Hiko Tonosa Haso (born 9 October 1995) is a long distance runner. Born in Ethiopia, he represents Ireland and gained citizenship in 2020. In 2024, he broke the Irish national record for the marathon and in 2025 equalled the Irish record for the half marathon.

==Early and personal life==
Tonosa grew up in Ethiopia where, in 2016, he was imprisoned for attending a protest against the government. Whilst competing in Dublin in 2017 he was informed that his best friend at home had been killed for attending a protest against the persecution of the Oromo people, and was told by his family that his life was under threat if he returned home. He sought asylum in Ireland and was placed in direct provision. He gained Irish citizenship in March 2020.

==Career==
He is a member of Dundrum South Dublin AC. He won national titles in 2021 over 5000 metres and 10,000 metres. He competed at the 2022 European Athletics Championships in Munich in the men's 10,000 metres. He competed at the 2022 European Cross Country Championships in Turin.

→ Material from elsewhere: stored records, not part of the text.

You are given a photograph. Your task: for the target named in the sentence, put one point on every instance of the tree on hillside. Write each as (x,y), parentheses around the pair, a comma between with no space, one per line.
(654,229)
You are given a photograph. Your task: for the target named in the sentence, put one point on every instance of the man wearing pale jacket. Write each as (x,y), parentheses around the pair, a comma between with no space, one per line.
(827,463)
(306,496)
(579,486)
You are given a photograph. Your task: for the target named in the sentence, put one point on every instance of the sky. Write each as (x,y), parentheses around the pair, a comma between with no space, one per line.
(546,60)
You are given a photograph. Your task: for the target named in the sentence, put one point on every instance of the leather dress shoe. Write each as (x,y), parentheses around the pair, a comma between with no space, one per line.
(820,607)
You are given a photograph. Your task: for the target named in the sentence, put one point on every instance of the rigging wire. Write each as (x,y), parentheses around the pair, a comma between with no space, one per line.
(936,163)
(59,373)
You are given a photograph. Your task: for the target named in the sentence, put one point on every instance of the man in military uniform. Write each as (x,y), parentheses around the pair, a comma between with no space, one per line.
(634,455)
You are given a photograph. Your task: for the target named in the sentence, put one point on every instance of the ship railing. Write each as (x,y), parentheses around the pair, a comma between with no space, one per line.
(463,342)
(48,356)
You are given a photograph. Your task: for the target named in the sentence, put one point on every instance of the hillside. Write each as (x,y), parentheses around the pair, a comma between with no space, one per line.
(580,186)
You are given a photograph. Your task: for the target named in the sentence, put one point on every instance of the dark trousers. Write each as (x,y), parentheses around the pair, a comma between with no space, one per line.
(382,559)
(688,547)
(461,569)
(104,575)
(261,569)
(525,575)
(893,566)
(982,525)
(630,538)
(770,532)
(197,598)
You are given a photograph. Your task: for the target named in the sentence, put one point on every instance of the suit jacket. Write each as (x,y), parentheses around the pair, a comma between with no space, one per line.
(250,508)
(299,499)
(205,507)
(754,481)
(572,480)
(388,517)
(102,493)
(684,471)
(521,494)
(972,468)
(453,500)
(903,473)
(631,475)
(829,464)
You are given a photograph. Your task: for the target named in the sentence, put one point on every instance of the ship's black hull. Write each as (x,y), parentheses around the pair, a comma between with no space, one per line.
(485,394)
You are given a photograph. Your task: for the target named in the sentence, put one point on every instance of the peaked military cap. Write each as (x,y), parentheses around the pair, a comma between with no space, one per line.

He competed in the half marathon at the 2023 World Athletics Road Running Championships in Riga. He competed at the 2024 European Athletics Championships in Rome in the half marathon.

He set a new national record of 2:09:42 to win the national title at the Dublin Marathon on 27 October 2024 placing 3rd overall.

In January 2025, he equalled the Irish national record for the half marathon whilst competing in Spain, running 60:51 in Seville, matching the time set by Efrem Gidey in Copenhagen, the previous September.